Vixen - Jia Lissa - Travelling Alone -
The train crested a hill. Below, a small town glittered like spilled sequins—warm windows, a single church spire, a river catching the last of the light. Jia’s stop. Or maybe just the first one that mattered.
She’d told herself this trip was about “finding material.” A dancer’s sabbatical. But the truth was simpler and sharper: she needed to be a stranger. In Prague, in Budapest, in the tiny, unpronounceable town whose name she’d booked on a whim, no one knew her stage name. No one expected the arch of her back or the practiced softness of her gaze. Here, she was just a girl with a heavy suitcase and a passport full of empty pages.
And for the first time all journey, Jia Lissa wasn’t hiding. She was arriving. Vixen - Jia Lissa - Travelling Alone
“It’s the way you hold your book,” Vixen replied, nodding at the untouched paperback in Jia’s lap. “Upside down for the last three stops. You’re not reading. You’re hiding.”

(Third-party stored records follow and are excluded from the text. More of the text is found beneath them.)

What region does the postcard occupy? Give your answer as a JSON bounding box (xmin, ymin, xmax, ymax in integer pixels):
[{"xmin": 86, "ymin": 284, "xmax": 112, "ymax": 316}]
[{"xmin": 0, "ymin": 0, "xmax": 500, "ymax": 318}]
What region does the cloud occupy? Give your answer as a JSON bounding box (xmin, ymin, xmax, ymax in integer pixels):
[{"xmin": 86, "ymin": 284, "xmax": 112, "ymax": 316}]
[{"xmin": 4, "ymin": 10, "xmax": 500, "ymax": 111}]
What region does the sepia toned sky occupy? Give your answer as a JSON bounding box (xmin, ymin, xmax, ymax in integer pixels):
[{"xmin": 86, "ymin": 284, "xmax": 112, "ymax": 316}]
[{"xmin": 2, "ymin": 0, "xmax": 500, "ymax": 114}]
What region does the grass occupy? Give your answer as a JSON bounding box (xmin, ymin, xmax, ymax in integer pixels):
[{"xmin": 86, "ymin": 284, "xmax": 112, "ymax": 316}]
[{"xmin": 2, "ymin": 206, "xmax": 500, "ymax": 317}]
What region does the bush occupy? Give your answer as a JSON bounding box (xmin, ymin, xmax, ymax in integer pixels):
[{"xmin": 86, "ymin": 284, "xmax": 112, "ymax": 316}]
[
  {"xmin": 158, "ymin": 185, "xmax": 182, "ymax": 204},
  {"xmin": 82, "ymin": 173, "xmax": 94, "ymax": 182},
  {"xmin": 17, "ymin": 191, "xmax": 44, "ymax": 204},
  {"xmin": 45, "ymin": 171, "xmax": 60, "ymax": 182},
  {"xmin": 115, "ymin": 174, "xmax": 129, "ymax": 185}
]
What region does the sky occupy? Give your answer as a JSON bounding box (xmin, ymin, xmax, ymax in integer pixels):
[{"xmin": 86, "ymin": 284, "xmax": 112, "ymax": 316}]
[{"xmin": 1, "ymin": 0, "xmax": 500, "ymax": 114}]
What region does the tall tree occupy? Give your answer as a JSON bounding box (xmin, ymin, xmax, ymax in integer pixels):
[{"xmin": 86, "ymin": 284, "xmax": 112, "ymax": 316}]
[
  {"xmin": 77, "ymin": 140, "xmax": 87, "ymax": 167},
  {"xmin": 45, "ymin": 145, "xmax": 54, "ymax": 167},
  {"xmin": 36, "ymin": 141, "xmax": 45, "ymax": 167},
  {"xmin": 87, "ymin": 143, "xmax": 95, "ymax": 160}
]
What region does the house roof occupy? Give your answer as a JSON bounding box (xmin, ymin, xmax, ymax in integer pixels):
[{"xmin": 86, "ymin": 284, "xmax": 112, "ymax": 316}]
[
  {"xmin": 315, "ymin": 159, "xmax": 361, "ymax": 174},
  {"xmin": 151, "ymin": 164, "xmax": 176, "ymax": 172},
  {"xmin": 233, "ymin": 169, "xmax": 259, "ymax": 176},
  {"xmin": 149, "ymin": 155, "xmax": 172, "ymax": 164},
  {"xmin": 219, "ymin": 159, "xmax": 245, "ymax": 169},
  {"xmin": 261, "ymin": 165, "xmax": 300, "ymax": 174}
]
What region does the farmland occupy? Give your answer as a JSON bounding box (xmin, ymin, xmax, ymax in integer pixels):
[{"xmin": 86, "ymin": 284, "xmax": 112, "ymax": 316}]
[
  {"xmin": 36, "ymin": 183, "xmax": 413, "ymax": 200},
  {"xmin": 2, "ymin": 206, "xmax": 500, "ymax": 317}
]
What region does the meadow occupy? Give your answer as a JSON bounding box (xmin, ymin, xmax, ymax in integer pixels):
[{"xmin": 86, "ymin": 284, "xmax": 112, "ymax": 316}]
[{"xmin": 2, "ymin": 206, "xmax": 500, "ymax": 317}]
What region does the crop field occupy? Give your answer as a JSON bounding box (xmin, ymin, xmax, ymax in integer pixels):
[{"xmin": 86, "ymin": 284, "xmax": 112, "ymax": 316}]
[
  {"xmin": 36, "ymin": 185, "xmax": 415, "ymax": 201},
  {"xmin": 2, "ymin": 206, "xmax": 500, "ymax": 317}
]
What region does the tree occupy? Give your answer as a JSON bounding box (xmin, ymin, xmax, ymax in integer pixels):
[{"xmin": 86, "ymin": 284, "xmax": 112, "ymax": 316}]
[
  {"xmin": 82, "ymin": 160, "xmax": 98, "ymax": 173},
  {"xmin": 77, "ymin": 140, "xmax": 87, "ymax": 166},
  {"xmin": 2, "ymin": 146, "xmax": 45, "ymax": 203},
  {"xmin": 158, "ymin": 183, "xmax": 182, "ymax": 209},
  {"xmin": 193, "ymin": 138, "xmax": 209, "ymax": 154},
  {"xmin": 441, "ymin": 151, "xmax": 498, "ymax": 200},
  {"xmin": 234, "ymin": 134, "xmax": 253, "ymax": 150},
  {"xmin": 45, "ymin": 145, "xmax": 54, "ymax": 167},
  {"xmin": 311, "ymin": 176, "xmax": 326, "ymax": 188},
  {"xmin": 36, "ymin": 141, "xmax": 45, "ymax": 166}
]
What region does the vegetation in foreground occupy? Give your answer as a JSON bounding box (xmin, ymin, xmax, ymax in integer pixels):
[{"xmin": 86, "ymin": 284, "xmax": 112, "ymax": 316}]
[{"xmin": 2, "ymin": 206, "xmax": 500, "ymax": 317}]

The train compartment smelled of rust, stale coffee, and the particular loneliness of a border crossing at dusk. Jia Lissa pressed her forehead against the cold glass, watching the industrial outskirts of the last city blur into skeletal trees. Outside, the map was ending. Inside, she was just beginning. The train crested a hill
Vixen reached across the narrow gap and gently turned Jia’s face back toward the darkening landscape. “That’s the wrong question,” she murmured. “The right one is: what’s our story for tonight? ”
A flush crept up Jia’s neck. She righted the novel—some pretentious thing she’d bought at a station kiosk—and set it aside. “Maybe I like watching the world go backwards.” Or maybe just the first one that mattered
Vixen smiled. It was a small, dangerous curve of the mouth. “The world doesn’t go backwards. Only we do. Trying to outrun a version of yourself you left in a different time zone?”